Chirurgia vascolare, via i malati da Chieti
Spunta la circolare della Asl che li dirotta a Pescara: qui manca il personale notturno e nei festivi
CHIETI. In questi ultimi giorni è giunta una circolare della Asl di Chieti nei vari pronto soccorsi degli ospedali della provincia e di conseguenza alla centrale operativa del 118 di Chieti nella quale si legge che i pazienti da ricoverare nel reparto di Chirurgia vascolare del Santissima Annunziata devono essere dirottati all’ospedale Spirito Santo di Pescara. Il provvedimento, per ora, riguarda le ore notturne, le domeniche e i giorni festivi.

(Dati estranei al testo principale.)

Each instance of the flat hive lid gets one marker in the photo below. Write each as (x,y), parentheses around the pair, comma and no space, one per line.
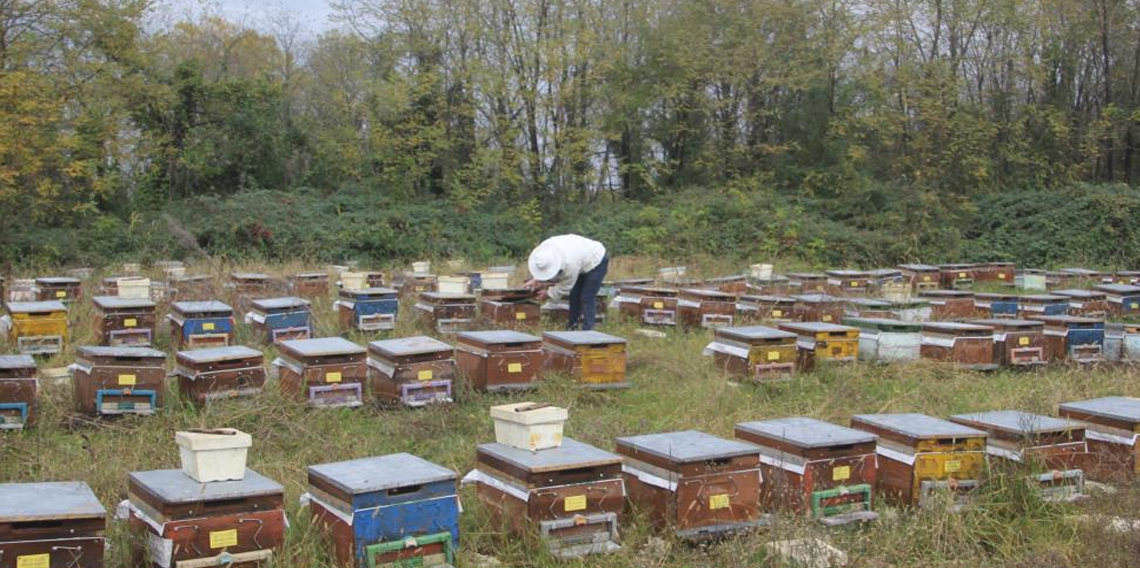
(120,351)
(498,337)
(216,354)
(1122,408)
(687,446)
(48,501)
(173,486)
(1019,422)
(807,432)
(286,302)
(405,347)
(116,302)
(584,338)
(35,307)
(571,454)
(919,426)
(14,362)
(322,347)
(201,307)
(377,473)
(754,332)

Il motivo di tale decisione presa dalla direzione dell’azienda sanitaria teatina è dovuto al fatto che nel reparto diretto dal dottor Francesco Magnacca, manca il personale sia per quanto riguarda i medici che gli infermieri. Così come strutturata l’equipe può provvedere solo all’ordinario lavoro della settimana e non può garantire le reperibilità.
La circolare è arrivata negli ospedali di Lanciano, Vasto e naturalmente Chieti e consegnata agli operatori del 118 che una volta alle prese con un paziente che ha bisogno di una operazione di rivascolarizzazione devono direttamente trasportare il malato a Pescara. Sarà invece affidata alla decisione obbligata dei medici dei vari pronto soccorsi degli ospedali se il paziente dovesse arrivare con altri mezzi negli altri ospedali ma soprattutto al policlinico di Chieti. La decisione ha suscitato perplessità tra gli operatori anche in ragione dell’urgenza del caso. Se il malato arriva a Chieti come potrà il medico di turno al pronto soccorso decidere per il suo dirottamento a Pescara se il fattore tempo dovesse essere fondamentale per la sua salvezza? Molti hanno mosso perplessità anche sulla legittimità di tale dirottamento che naturalmente non fa altro che produrre una mobilità passiva ai danni dell’ospedale clinicizzato.
Il dipartimento di chirurgia vascolare del policlinico di Chieti è un reparto molto qualificato che ha sempre avuto una attività intensa soprattutto per le professionalità che vi lavorano. Un altro tassello al depauperamento del Santissima Annunziata?